Architect David Chipperfield releases new images of £100m scheme as last objection dismissed
Stockholm has emphatically cleared the way for David Chipperfield’s £100m Nobel Centre to be built on the city’s waterfront.
The Stockholm County Administrative Board has granted detailed planning approval for the controversial scheme and at the same time dismissed all remaining appeals against it.
The project, which Chipperfield won in an international competition in 2014 and which is being led by the practice’s Berlin-based managing director Christoph Felger, has divided opinion in Sweden.
The country’s king described the brass-clad cultural centre as “very domineering”. Opponents criticised its location on a delicate site requiring the demolition of a number of historic harbourside buildings.
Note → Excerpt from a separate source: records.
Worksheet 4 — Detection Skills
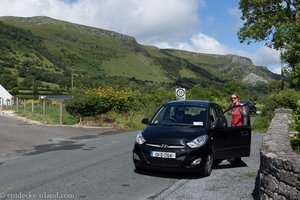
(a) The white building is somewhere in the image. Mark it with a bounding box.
[0,84,13,106]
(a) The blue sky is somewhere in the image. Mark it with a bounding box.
[0,0,280,73]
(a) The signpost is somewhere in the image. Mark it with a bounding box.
[176,88,186,100]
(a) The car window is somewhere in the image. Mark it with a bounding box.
[151,105,207,126]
But the city authorities gave outline permission a year ago, since when the practice has been working up the proposals.
Lars Heikensten, executive director of the Nobel Foundation, said they were “very pleased” with this week’s approval.
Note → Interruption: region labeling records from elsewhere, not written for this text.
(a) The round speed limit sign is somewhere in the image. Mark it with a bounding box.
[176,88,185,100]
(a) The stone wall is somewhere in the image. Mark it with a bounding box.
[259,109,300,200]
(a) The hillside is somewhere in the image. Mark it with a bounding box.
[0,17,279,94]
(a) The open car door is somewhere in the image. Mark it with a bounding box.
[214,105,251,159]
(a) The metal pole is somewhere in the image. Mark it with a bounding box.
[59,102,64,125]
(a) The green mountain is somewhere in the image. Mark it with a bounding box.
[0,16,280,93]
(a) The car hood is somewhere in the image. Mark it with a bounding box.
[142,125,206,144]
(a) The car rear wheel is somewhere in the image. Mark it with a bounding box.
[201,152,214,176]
“By constructing the Nobel Centre, we are creating the home of the Nobel Prize in Stockholm – an intellectual living room with broad public activities including school programmes, scientific conferences, meetings and events,” he said.
“In an era when facts are being challenged, when populism and nationalism are flourishing, the Nobel Prize has a unique opportunity to draw attention to science, knowledge, humanism and peace.”